Sahabenin anlattığına göre Efendimiz (s.a.v.) cenaze Bâki kabristanlığına taşınırken çok zor
yürüdü. Kabristanlığına kadar da kimseyle konuşmadı. Kabir kazıldı ve kabre kendisi indi. Kabirden
çıkarken tebessüm etti. Sahabeden birisi ne olduğunu sorunca ona Allah’a kızının kabrini genişletmesi
ve sorgusunu kolaylaştırması için dua ettiğini, Allah’ın da onun affedildiğinin haberini verdiğini
söyledi.
Efendimiz (s.a.v.) evlat acısını 6 kez yaşadı. Kızı Zeynep’in acısını onun oğlu Ali ile giderdi.
• HALİD B. VELİD’İN GELİŞİ
Halid b. Velid büyük savaş dehasıydı ve hiç mağlubiyeti olmayan biriydi. Bedir’e katılmamıştı.
Eğer katılsa Bedir’i farklı bir biçimde algılayabilirdi. Şöyle ki; bazı âlimler Uhud’u anlatırken
Müslümanların tattığı mağlubiyetin gelecekteki sahabenin ortaya çıkmasına vesilesi olarak
görmüşlerdir. Eğer Müslümanlar Bedir’de olduğu gibi Uhud’da da galip gelselerdi müşriklerden
bazıları Müslümanlara karşı kin besleyip bir daha iman etmeyebilirlerdi. Bu da isabetli bir görüştür.
Müşriklerin içlerindeki nefret ve kin biraz olsun Uhud’da dışarıya çıkmıştı.
Halid b. Velid’in içinde de bir kin vardı ama Hudeybiye’de zihnine ve kalbine bir şeyler
düşmüştü ve olanları sorgulamaya başladı. Yapılan her girişimde, olan her olayda Allah resulü (s.a.v.)
kazançlı çıkmıştı.
Halid b. Velid, kaza umresi sırasında Müslümanlarla karşılaşmamak için kaçıp gitmişti.
Efendimiz (s.a.v.) onun nerede olduğunu kardeşi Velid b. Velid’e sordu. O Müslümandı. Velid’den
gittiğini duyunca Halid gibi birisinin imanı inkâr etmesini anlayamadığını ve bir gün onun aklıyla
doğruyu bulacağına inandığını beyan etti. Velid b. Velid de Allah Resulü’nün bu dediklerini bir
mektupla kardeşi Halid’e bildirdi. Halid b. Velid Efendimiz’in kendisi hakkındaki görüşleri karşısında
şaşırdı ve bu gönlünde bir şeylerin harekete geçmesine vesile oldu.

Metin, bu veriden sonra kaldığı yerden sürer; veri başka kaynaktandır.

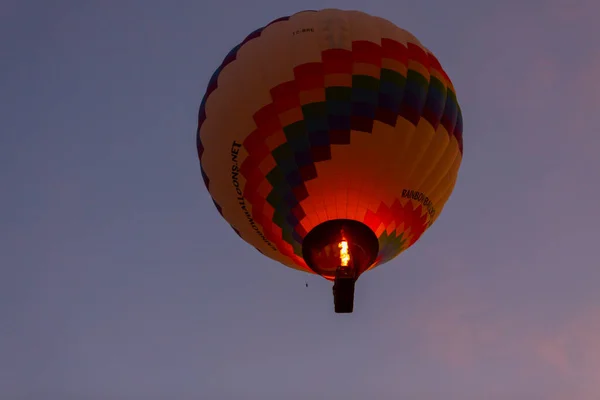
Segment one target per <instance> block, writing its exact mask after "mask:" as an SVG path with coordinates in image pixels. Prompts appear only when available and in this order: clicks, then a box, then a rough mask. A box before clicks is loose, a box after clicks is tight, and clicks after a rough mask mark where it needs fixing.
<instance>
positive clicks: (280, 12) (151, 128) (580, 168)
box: [0, 0, 600, 400]
mask: <svg viewBox="0 0 600 400" xmlns="http://www.w3.org/2000/svg"><path fill="white" fill-rule="evenodd" d="M326 7H341V8H345V9H360V10H363V11H366V12H369V13H372V14H375V15H379V16H383V17H387V18H388V19H390V20H391V21H392V22H394V23H396V24H397V25H399V26H401V27H403V28H406V29H408V30H409V31H411V32H412V33H414V34H415V35H416V36H417V37H418V38H419V39H420V40H421V41H422V42H423V43H424V44H425V45H426V46H427V47H428V48H430V49H431V50H432V51H433V52H434V53H435V54H436V55H437V57H438V58H439V60H440V61H441V62H442V64H443V66H444V67H445V69H446V71H447V72H448V74H449V75H450V77H451V78H452V79H453V81H454V84H455V86H456V89H457V92H458V98H459V101H460V103H461V106H462V110H463V116H464V121H465V123H464V141H465V153H464V159H463V164H462V168H461V173H460V177H459V181H458V184H457V186H456V188H455V191H454V194H453V196H452V197H451V199H450V201H449V202H448V204H447V206H446V208H445V209H444V213H443V215H442V217H441V218H440V219H439V220H438V221H437V223H436V224H435V225H434V226H433V228H432V229H431V230H429V231H428V232H427V233H426V234H425V235H424V236H423V237H422V238H421V240H420V241H419V242H418V244H417V245H415V246H414V247H412V248H411V249H409V250H408V251H407V252H406V253H404V254H402V255H401V256H400V257H399V258H397V259H396V260H394V261H392V262H390V263H388V264H386V265H384V266H382V267H380V268H378V269H376V270H374V271H371V272H369V273H367V274H365V275H364V276H363V277H361V279H360V281H359V284H358V285H357V293H356V303H355V313H354V314H352V315H345V316H344V315H335V314H334V313H333V301H332V296H331V289H330V286H331V284H330V283H329V282H326V281H325V280H323V279H322V278H318V277H315V276H309V275H306V274H302V273H300V272H297V271H294V270H291V269H288V268H285V267H283V266H280V265H278V264H276V263H275V262H274V261H271V260H269V259H266V258H264V257H262V256H261V255H260V254H259V253H258V252H257V251H256V250H254V249H253V248H251V247H250V246H248V245H246V244H245V243H244V242H242V241H241V240H240V239H239V238H238V237H237V236H236V235H235V233H234V232H233V230H231V229H230V228H229V226H228V225H227V224H226V223H225V222H224V221H223V220H221V218H220V216H219V215H218V213H217V211H216V210H215V208H214V207H213V205H212V202H211V201H210V198H209V196H208V193H207V192H206V190H205V188H204V186H203V184H202V179H201V176H200V169H199V166H198V160H197V156H196V149H195V138H194V135H195V129H196V115H197V108H198V105H199V103H200V100H201V98H202V95H203V92H204V89H205V87H206V84H207V82H208V79H209V78H210V76H211V74H212V72H213V70H214V69H215V68H216V67H217V65H218V64H219V63H220V62H221V60H222V58H223V57H224V56H225V54H226V53H227V52H228V51H229V49H230V48H231V47H233V46H234V45H235V44H237V43H238V42H239V41H240V40H241V39H242V38H244V37H245V35H246V34H248V33H249V32H251V31H252V30H254V29H255V28H256V27H259V26H261V25H263V24H265V23H267V22H269V21H270V20H272V19H275V18H276V17H279V16H281V15H286V14H289V13H293V12H295V11H299V10H301V9H319V8H326ZM598 15H600V2H598V1H597V0H580V1H579V0H544V1H542V0H539V1H533V0H531V1H522V0H518V1H517V0H515V1H497V2H496V1H495V2H491V1H478V0H454V1H447V0H437V1H433V0H431V1H415V0H413V1H402V0H387V1H383V0H381V1H366V0H365V1H358V0H354V1H341V0H339V1H304V2H295V3H292V2H289V1H276V0H253V1H246V0H238V1H228V0H218V1H217V0H194V1H184V0H178V1H176V2H175V1H173V2H171V1H166V0H164V1H158V0H138V1H133V0H119V1H116V0H96V1H86V2H84V1H78V0H71V1H66V0H55V1H31V0H30V1H24V0H2V1H0V50H1V53H0V104H1V108H0V152H1V157H0V183H1V185H2V186H1V187H2V188H3V190H2V192H1V195H0V210H2V211H1V212H0V268H1V270H0V271H1V273H2V274H1V275H0V398H2V399H3V400H4V399H6V400H159V399H160V400H164V399H174V400H191V399H206V400H234V399H244V400H280V399H289V400H301V399H313V398H314V399H331V400H341V399H344V400H364V399H369V398H373V399H380V400H391V399H394V400H397V399H406V400H459V399H460V400H481V399H486V400H508V399H510V400H565V399H576V400H597V399H599V398H600V290H599V289H598V286H599V283H600V268H599V267H600V265H599V261H598V259H599V257H598V246H599V245H598V243H597V239H598V238H600V228H599V226H600V212H599V211H598V197H599V195H600V158H599V157H598V155H597V154H598V151H599V150H600V134H599V128H598V127H599V125H600V117H599V115H600V113H599V112H598V110H599V108H600V80H599V79H598V76H599V75H598V74H599V72H598V71H600V44H599V43H600V41H599V39H598V38H600V26H599V25H598V23H597V17H598ZM305 280H308V282H309V287H308V288H306V287H305V286H304V282H305Z"/></svg>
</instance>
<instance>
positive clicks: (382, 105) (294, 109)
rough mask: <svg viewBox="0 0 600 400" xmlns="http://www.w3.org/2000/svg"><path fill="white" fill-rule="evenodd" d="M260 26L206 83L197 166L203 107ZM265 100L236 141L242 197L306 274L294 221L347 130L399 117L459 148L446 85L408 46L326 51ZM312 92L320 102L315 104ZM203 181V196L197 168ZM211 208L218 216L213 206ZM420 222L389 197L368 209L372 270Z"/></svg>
mask: <svg viewBox="0 0 600 400" xmlns="http://www.w3.org/2000/svg"><path fill="white" fill-rule="evenodd" d="M287 19H289V17H283V18H279V19H278V20H275V21H273V22H271V23H270V24H272V23H276V22H279V21H285V20H287ZM270 24H269V25H270ZM267 26H268V25H267ZM265 27H266V26H265ZM265 27H263V28H260V29H257V30H256V31H254V32H253V33H251V34H250V35H248V36H247V37H246V39H244V41H243V42H242V43H240V44H239V45H237V46H236V47H234V48H233V49H232V50H231V51H230V52H229V54H228V55H227V57H225V59H224V61H223V63H222V64H221V66H220V67H219V68H218V69H217V70H216V71H215V73H214V74H213V76H212V77H211V79H210V82H209V84H208V89H207V92H206V94H205V96H204V98H203V100H202V103H201V106H200V110H199V115H198V121H199V124H198V134H197V148H198V155H199V158H200V160H202V154H203V152H204V148H203V146H202V141H201V135H200V130H201V126H202V123H203V122H204V120H205V119H206V113H205V103H206V100H207V99H208V97H209V96H210V94H211V93H212V92H213V91H214V90H215V89H216V88H217V87H218V77H219V74H220V72H221V70H222V69H223V68H224V67H225V66H226V65H228V64H229V63H231V62H232V61H234V60H235V59H236V54H237V52H238V51H239V49H240V48H241V47H242V46H243V45H244V44H245V43H247V42H248V41H249V40H253V39H256V38H258V37H260V35H261V32H262V30H263V29H264V28H265ZM357 64H361V65H370V66H371V67H372V68H371V69H370V71H371V73H368V72H362V73H357V72H356V68H355V66H356V65H357ZM373 71H375V72H373ZM421 71H426V72H427V73H428V76H424V75H423V74H422V73H421ZM270 93H271V98H272V102H271V103H270V104H268V105H266V106H265V107H263V108H262V109H260V110H258V111H257V112H256V113H255V114H254V121H255V123H256V129H255V130H254V131H253V132H252V133H250V134H249V135H248V136H247V137H246V139H245V140H244V142H243V146H244V148H245V149H246V151H247V152H248V157H246V159H245V160H244V161H243V162H242V164H241V168H240V173H241V174H242V175H243V176H244V177H245V179H246V185H245V187H244V198H245V199H246V200H247V201H248V203H250V204H251V206H252V218H253V219H254V221H256V222H257V223H259V224H260V225H261V228H262V230H263V233H264V235H265V237H266V238H268V239H269V240H270V241H271V242H272V243H273V244H275V246H277V248H278V250H279V251H280V252H281V253H282V254H284V255H286V256H287V257H289V258H290V259H292V260H293V262H294V263H295V264H297V265H298V266H302V267H305V263H304V260H303V259H302V240H303V238H304V236H305V235H306V234H307V232H306V230H305V229H304V227H303V226H302V224H301V223H300V221H302V219H303V218H304V217H305V215H306V214H305V212H304V210H303V208H302V201H303V200H305V199H306V198H307V197H308V196H309V193H308V190H307V188H306V186H305V182H308V181H310V180H312V179H315V178H318V176H317V168H316V165H317V164H318V163H322V162H327V161H328V160H330V159H331V157H332V155H331V147H332V146H346V145H350V144H351V141H352V133H351V132H352V131H360V132H367V133H371V132H372V130H373V125H374V121H380V122H381V123H384V124H387V125H389V126H392V127H393V126H395V124H396V121H397V119H398V118H399V117H401V118H404V119H405V120H407V121H409V122H410V123H412V124H413V125H415V126H416V125H417V124H418V123H419V121H420V120H422V119H424V120H426V121H428V122H429V123H430V124H431V126H432V127H433V128H434V129H437V127H438V126H440V125H441V126H443V127H444V128H445V130H446V131H447V132H448V134H449V135H451V136H454V137H455V138H456V140H457V142H458V145H459V150H460V152H461V153H462V150H463V148H462V115H461V112H460V108H459V106H458V103H457V99H456V95H455V93H454V92H453V90H452V84H451V82H450V79H449V78H448V76H447V75H446V73H445V72H444V70H443V69H442V67H441V65H440V63H439V62H438V60H437V59H436V58H435V57H434V56H433V55H432V54H431V53H429V52H426V51H424V50H423V49H422V48H421V47H420V46H418V45H415V44H412V43H408V44H407V45H404V44H403V43H399V42H396V41H394V40H392V39H389V38H382V39H381V43H380V44H379V43H374V42H370V41H355V42H353V43H352V50H344V49H329V50H325V51H323V52H322V54H321V62H318V63H307V64H302V65H298V66H296V67H295V68H294V80H292V81H288V82H284V83H282V84H280V85H278V86H276V87H274V88H272V89H271V91H270ZM306 93H311V95H310V96H305V94H306ZM315 93H319V94H318V95H317V97H319V98H320V99H319V101H314V98H315ZM306 98H310V100H309V101H306V100H305V99H306ZM201 169H202V167H201ZM202 176H203V180H204V183H205V185H206V187H207V188H208V189H209V190H210V180H209V178H208V176H207V175H206V173H205V172H204V170H203V169H202ZM403 201H404V200H403ZM213 202H214V200H213ZM215 206H216V207H217V210H219V212H220V213H221V215H222V210H221V207H220V206H219V205H218V204H217V203H216V202H215ZM427 218H428V217H427V213H426V212H425V211H424V210H423V208H422V207H421V206H420V205H419V206H417V207H416V208H413V204H412V202H411V201H409V200H406V201H405V204H404V205H403V204H402V203H401V202H400V200H398V199H396V200H395V202H394V203H393V204H392V205H391V206H387V205H385V204H384V203H381V205H380V206H379V207H378V209H377V210H369V211H367V215H366V216H365V221H364V222H365V223H366V224H367V225H368V226H369V227H371V228H372V229H373V231H374V232H376V234H377V236H378V237H379V241H380V252H379V256H378V258H377V262H376V263H377V264H379V263H382V262H385V261H387V260H389V259H391V258H393V257H394V256H395V255H397V254H398V253H400V252H401V251H402V250H403V249H405V248H407V247H409V246H410V245H411V244H412V243H414V242H415V241H416V240H417V239H418V238H419V237H420V236H421V234H422V233H423V232H424V231H425V229H426V228H427V222H428V221H427ZM236 232H237V231H236ZM238 235H239V232H238Z"/></svg>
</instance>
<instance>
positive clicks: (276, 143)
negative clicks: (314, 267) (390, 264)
mask: <svg viewBox="0 0 600 400" xmlns="http://www.w3.org/2000/svg"><path fill="white" fill-rule="evenodd" d="M197 148H198V156H199V159H200V164H201V170H202V176H203V178H204V183H205V185H206V187H207V188H208V191H209V192H210V195H211V196H212V199H213V201H214V203H215V205H216V207H217V209H218V211H219V213H220V214H221V215H222V216H223V218H224V219H225V220H226V221H227V222H228V223H229V224H230V225H231V226H232V227H233V228H234V230H235V231H236V232H237V233H238V235H239V236H240V237H241V238H242V239H243V240H245V241H246V242H248V243H250V244H251V245H252V246H254V247H255V248H256V249H258V250H259V251H260V252H261V253H263V254H264V255H266V256H267V257H270V258H272V259H274V260H277V261H279V262H281V263H282V264H284V265H287V266H289V267H291V268H295V269H299V270H303V271H306V272H313V273H314V272H316V273H319V274H320V275H322V276H324V277H325V278H328V279H332V276H333V272H331V271H329V272H328V271H326V270H321V271H316V270H315V269H314V268H311V267H310V266H309V265H307V262H306V260H305V258H304V256H303V249H302V244H303V241H304V239H305V238H306V237H307V235H308V234H309V233H310V232H311V231H312V230H313V229H314V228H315V227H317V226H320V225H321V224H323V223H325V222H327V221H332V220H339V219H344V220H352V221H358V222H361V223H362V224H364V225H365V226H366V227H368V228H369V229H370V231H371V232H372V233H374V237H376V239H377V241H378V246H377V247H376V254H375V255H374V257H373V258H374V259H369V265H367V266H366V267H365V268H364V269H368V268H374V267H375V266H377V265H380V264H382V263H384V262H386V261H389V260H391V259H392V258H394V257H396V256H397V255H398V254H400V253H401V252H402V251H404V250H406V249H407V248H408V247H410V246H411V245H412V244H414V243H415V242H416V241H417V240H418V239H419V237H421V235H422V234H423V232H424V231H425V230H426V229H427V228H429V227H430V226H431V225H432V224H433V223H434V221H435V220H436V219H437V218H438V216H439V215H440V213H441V211H442V209H443V208H444V205H445V203H446V201H447V200H448V198H449V197H450V195H451V193H452V190H453V188H454V185H455V182H456V179H457V176H458V171H459V167H460V164H461V160H462V151H463V147H462V116H461V112H460V107H459V105H458V102H457V98H456V95H455V91H454V88H453V86H452V83H451V81H450V79H449V77H448V76H447V74H446V73H445V72H444V70H443V68H442V67H441V65H440V63H439V62H438V60H437V59H436V58H435V56H434V55H433V54H432V53H431V52H430V51H429V50H427V49H426V48H425V47H424V46H423V45H422V44H421V43H420V42H419V41H418V40H417V39H416V38H415V37H414V36H413V35H411V34H410V33H409V32H407V31H405V30H403V29H401V28H399V27H397V26H395V25H394V24H392V23H391V22H389V21H387V20H385V19H382V18H378V17H374V16H370V15H368V14H365V13H362V12H358V11H341V10H331V9H328V10H321V11H304V12H300V13H297V14H294V15H292V16H289V17H283V18H280V19H277V20H275V21H273V22H271V23H270V24H268V25H266V26H264V27H262V28H260V29H257V30H256V31H254V32H252V33H251V34H250V35H248V37H246V38H245V39H244V40H243V41H242V42H241V43H240V44H238V45H237V46H235V47H234V48H233V49H232V50H231V51H230V52H229V54H228V55H227V56H226V57H225V59H224V60H223V62H222V64H221V65H220V66H219V68H218V69H217V70H216V71H215V73H214V75H213V76H212V78H211V79H210V82H209V84H208V88H207V90H206V94H205V96H204V98H203V100H202V103H201V106H200V110H199V123H198V131H197ZM330 247H332V246H323V251H325V249H326V248H330ZM327 251H332V250H331V249H330V250H327ZM323 254H324V253H323ZM364 254H368V252H366V253H364ZM323 257H325V256H324V255H323ZM365 257H367V256H365ZM325 258H326V257H325ZM365 259H367V258H365ZM361 272H362V271H361Z"/></svg>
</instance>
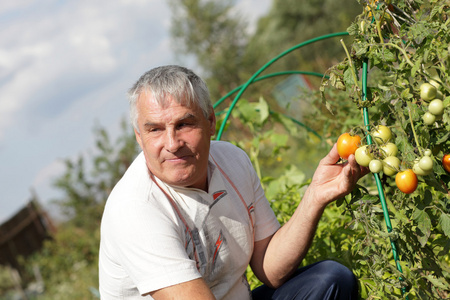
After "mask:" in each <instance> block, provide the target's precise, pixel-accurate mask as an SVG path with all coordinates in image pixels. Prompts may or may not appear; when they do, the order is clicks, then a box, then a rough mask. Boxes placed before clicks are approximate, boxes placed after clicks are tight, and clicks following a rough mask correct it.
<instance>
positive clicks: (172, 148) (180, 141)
mask: <svg viewBox="0 0 450 300" xmlns="http://www.w3.org/2000/svg"><path fill="white" fill-rule="evenodd" d="M182 146H183V141H182V140H181V139H180V137H179V135H178V134H177V132H176V130H167V134H166V143H165V147H166V150H167V151H168V152H170V153H175V152H177V151H178V149H180V148H181V147H182Z"/></svg>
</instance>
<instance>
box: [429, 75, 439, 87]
mask: <svg viewBox="0 0 450 300" xmlns="http://www.w3.org/2000/svg"><path fill="white" fill-rule="evenodd" d="M438 80H439V81H440V80H441V79H440V78H439V77H438V76H433V79H430V81H429V82H430V84H431V85H433V86H434V87H435V88H436V89H438V90H439V88H440V87H441V84H440V83H439V82H438Z"/></svg>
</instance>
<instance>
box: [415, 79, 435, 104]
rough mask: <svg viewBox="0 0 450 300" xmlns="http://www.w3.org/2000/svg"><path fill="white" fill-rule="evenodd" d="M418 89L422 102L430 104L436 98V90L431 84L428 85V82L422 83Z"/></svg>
mask: <svg viewBox="0 0 450 300" xmlns="http://www.w3.org/2000/svg"><path fill="white" fill-rule="evenodd" d="M419 89H420V98H422V100H423V101H426V102H430V101H431V100H433V99H434V98H436V94H437V89H436V87H435V86H433V85H432V84H429V83H428V82H425V83H422V84H421V85H420V88H419Z"/></svg>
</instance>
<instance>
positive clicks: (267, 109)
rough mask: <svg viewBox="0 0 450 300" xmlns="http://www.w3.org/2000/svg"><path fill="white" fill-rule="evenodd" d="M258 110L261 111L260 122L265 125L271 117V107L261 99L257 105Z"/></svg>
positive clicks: (262, 99)
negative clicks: (269, 111)
mask: <svg viewBox="0 0 450 300" xmlns="http://www.w3.org/2000/svg"><path fill="white" fill-rule="evenodd" d="M255 107H256V109H257V110H259V120H260V122H261V124H262V123H264V122H265V121H266V120H267V118H268V117H269V105H268V104H267V102H266V100H264V98H263V97H260V98H259V102H258V104H256V105H255Z"/></svg>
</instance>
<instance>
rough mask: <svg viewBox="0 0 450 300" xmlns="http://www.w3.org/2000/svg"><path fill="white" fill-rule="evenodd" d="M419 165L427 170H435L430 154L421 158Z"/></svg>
mask: <svg viewBox="0 0 450 300" xmlns="http://www.w3.org/2000/svg"><path fill="white" fill-rule="evenodd" d="M419 167H420V168H421V169H422V170H424V171H425V172H428V171H431V170H433V159H432V158H431V157H430V156H424V157H422V158H421V159H420V160H419Z"/></svg>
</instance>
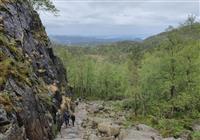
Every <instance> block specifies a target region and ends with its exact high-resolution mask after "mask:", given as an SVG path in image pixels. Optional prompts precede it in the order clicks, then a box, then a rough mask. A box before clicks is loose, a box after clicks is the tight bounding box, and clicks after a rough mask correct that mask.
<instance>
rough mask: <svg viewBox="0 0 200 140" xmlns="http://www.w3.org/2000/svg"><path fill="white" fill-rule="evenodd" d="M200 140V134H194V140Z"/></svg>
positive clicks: (193, 134) (192, 139) (199, 133)
mask: <svg viewBox="0 0 200 140" xmlns="http://www.w3.org/2000/svg"><path fill="white" fill-rule="evenodd" d="M199 139H200V132H194V133H193V134H192V140H199Z"/></svg>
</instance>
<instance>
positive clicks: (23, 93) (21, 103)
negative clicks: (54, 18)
mask: <svg viewBox="0 0 200 140" xmlns="http://www.w3.org/2000/svg"><path fill="white" fill-rule="evenodd" d="M66 83H67V80H66V78H65V69H64V68H63V66H62V64H61V62H60V60H59V59H58V58H57V57H56V56H54V54H53V51H52V48H51V47H50V42H49V39H48V37H47V35H46V32H45V29H44V27H43V25H42V23H41V21H40V18H39V16H38V14H37V13H36V12H35V11H34V10H33V9H32V7H31V6H30V5H29V3H28V2H27V1H26V0H0V139H1V140H27V139H30V140H49V139H53V132H54V130H55V122H54V120H55V112H56V109H57V107H58V106H59V104H60V96H61V94H62V93H65V92H66V88H65V85H66Z"/></svg>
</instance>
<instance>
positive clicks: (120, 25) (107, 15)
mask: <svg viewBox="0 0 200 140" xmlns="http://www.w3.org/2000/svg"><path fill="white" fill-rule="evenodd" d="M105 1H106V0H89V1H87V0H85V1H84V0H82V1H81V0H74V1H72V0H71V1H68V0H54V3H55V5H56V7H57V8H58V9H59V10H60V13H59V14H60V16H58V17H54V16H53V15H51V14H49V13H45V12H41V18H42V20H43V23H44V24H45V26H46V27H47V31H48V32H49V33H50V34H53V33H54V34H59V33H61V32H63V30H64V31H66V32H67V33H68V34H73V33H74V32H77V34H80V35H84V34H83V33H81V31H82V30H87V29H88V31H89V30H90V27H91V25H93V26H92V27H98V28H100V29H96V32H98V31H100V30H101V28H104V27H105V26H107V27H110V28H108V29H107V34H112V32H113V34H114V33H116V31H113V30H117V29H118V28H117V27H120V28H119V31H118V32H119V33H120V30H123V29H122V28H121V26H123V27H135V28H136V27H137V28H138V27H139V28H141V31H143V30H142V28H145V29H146V32H147V34H148V32H149V30H148V28H147V27H152V28H159V29H160V31H161V28H163V27H165V26H167V25H177V24H178V23H180V22H183V21H184V20H185V19H186V17H187V15H188V14H196V15H198V14H199V2H198V0H194V1H191V2H189V1H188V0H184V1H185V2H181V1H180V0H174V1H171V2H169V1H167V2H166V0H159V1H158V0H157V1H155V0H142V1H141V2H139V1H138V0H137V2H133V0H132V1H131V0H121V1H118V2H112V1H111V0H108V1H106V2H105ZM130 1H131V2H130ZM164 1H165V2H164ZM175 1H177V2H175ZM182 1H183V0H182ZM81 25H84V26H81ZM78 26H79V27H78ZM72 27H73V28H74V32H73V29H69V28H72ZM81 27H82V28H84V29H82V28H81ZM52 28H56V29H57V30H56V29H52ZM76 28H78V29H79V30H80V33H78V31H77V29H76ZM61 30H62V31H61ZM93 30H94V32H95V29H93ZM163 30H164V29H163ZM52 31H53V32H52ZM137 31H138V32H139V30H138V29H137ZM132 32H133V31H130V32H129V33H128V34H132ZM98 34H99V32H98ZM102 34H103V32H102ZM104 34H106V32H104Z"/></svg>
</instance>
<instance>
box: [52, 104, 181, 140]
mask: <svg viewBox="0 0 200 140" xmlns="http://www.w3.org/2000/svg"><path fill="white" fill-rule="evenodd" d="M125 114H127V112H118V111H117V112H116V111H114V110H112V106H111V105H110V104H107V105H105V104H104V103H103V102H88V103H79V105H78V106H77V107H76V112H75V115H76V121H75V126H74V127H72V126H70V127H68V128H66V127H65V125H63V127H62V130H61V133H62V137H61V135H60V134H59V135H58V136H57V138H56V139H55V140H184V139H175V138H166V139H163V138H162V137H161V136H160V134H159V133H158V131H156V130H155V129H153V128H151V127H149V126H147V125H144V124H138V125H136V126H131V127H129V128H124V125H123V122H125V118H124V116H125Z"/></svg>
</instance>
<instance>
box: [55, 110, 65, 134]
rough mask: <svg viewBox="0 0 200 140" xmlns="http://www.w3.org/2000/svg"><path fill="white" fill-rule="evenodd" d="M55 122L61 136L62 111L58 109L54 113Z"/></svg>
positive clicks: (61, 124)
mask: <svg viewBox="0 0 200 140" xmlns="http://www.w3.org/2000/svg"><path fill="white" fill-rule="evenodd" d="M56 124H57V130H58V132H59V133H60V136H61V137H62V133H61V127H62V124H63V117H62V113H61V110H60V109H59V110H58V112H57V113H56Z"/></svg>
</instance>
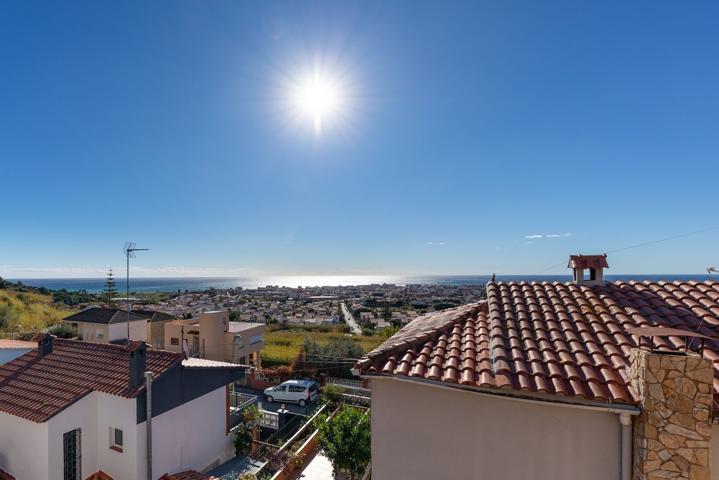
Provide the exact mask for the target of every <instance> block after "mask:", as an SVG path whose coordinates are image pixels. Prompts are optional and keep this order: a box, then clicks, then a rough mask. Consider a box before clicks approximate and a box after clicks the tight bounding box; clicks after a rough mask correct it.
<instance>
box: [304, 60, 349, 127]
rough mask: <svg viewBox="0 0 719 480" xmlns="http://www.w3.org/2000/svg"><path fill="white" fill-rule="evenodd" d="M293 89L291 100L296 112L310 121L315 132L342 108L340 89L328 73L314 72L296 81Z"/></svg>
mask: <svg viewBox="0 0 719 480" xmlns="http://www.w3.org/2000/svg"><path fill="white" fill-rule="evenodd" d="M294 90H295V91H294V94H293V102H294V104H295V108H296V110H297V113H298V114H299V115H300V116H301V117H303V118H305V119H308V120H310V121H311V122H312V125H313V126H314V130H315V133H321V132H322V129H323V124H324V123H326V122H328V121H330V120H331V119H332V118H333V117H335V116H336V115H337V114H339V113H340V111H341V109H342V104H343V102H342V100H343V99H342V97H343V94H342V89H341V88H340V85H339V84H338V82H337V81H336V80H335V79H333V78H332V77H330V76H328V75H324V74H321V73H318V72H315V73H314V74H313V75H311V76H308V77H306V78H304V79H302V80H301V81H299V82H297V85H296V87H295V89H294Z"/></svg>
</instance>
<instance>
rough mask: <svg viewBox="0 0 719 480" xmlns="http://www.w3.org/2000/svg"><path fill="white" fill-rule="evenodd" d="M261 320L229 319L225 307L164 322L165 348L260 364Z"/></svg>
mask: <svg viewBox="0 0 719 480" xmlns="http://www.w3.org/2000/svg"><path fill="white" fill-rule="evenodd" d="M264 331H265V324H264V323H251V322H230V314H229V312H228V311H227V310H220V311H210V312H204V313H201V314H200V315H199V316H198V317H197V318H190V319H185V320H174V321H172V322H169V323H166V324H165V349H166V350H169V351H172V352H183V351H184V352H185V353H186V354H187V355H188V356H190V357H193V356H197V357H200V358H207V359H210V360H220V361H226V362H232V363H241V364H243V365H253V366H256V367H259V366H261V361H262V360H261V356H260V352H261V351H262V348H263V347H264V346H265V342H264V339H263V334H264Z"/></svg>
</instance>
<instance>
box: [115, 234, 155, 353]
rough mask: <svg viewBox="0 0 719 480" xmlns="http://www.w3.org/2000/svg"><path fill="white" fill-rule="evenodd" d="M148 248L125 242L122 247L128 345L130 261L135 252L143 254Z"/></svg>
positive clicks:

Medine’ye gitmeye karar verdi ve kendisine bir yol arkadaşı aradı. Bir rivayete göre gideceğini
Osman b. Talha’ya söyledi ve onunla gitti.
Amr b. Âs o sırada kininden Habeşistan’a gitmişti. Necaşi onu kendine gelmesi için uyardı.
Allah’ın kendilerine böyle bir fırsat verdiğini ama onların bu fırsata karşı hala düşmanlık ettiklerini dile
getirdi. Amr b. Âs’ın yüreğine de orada imana ait bir şeyler düştü ve o da Medine’ye gitmeye karar
verdi.
Osman b. Talha ile Halid b. Velid Mekke’den, Amr b. Âs da Habeşistan’dan yola çıktı. Yolları
Mekke’ye yakın bir yerde kesişince üçü birlikte Allah Resulü’nün huzuruna gittiler. Efendimiz (s.a.v.)
onları huzuruna birer birer aldı. Önce, Uhud’da Hz. Hamza gibi, Mu’sab b. Umeyr gibi büyük
sahabilerin şehit düşmesinde en büyük rolü oynamış birisi olan Halid b. Velid’i aldı. Efendimiz (s.a.v.)
mesele tebliğ olunca şahsi hesapları bir kenara bırakmıştı. Asla bir intikam duygusuna sahip değildi.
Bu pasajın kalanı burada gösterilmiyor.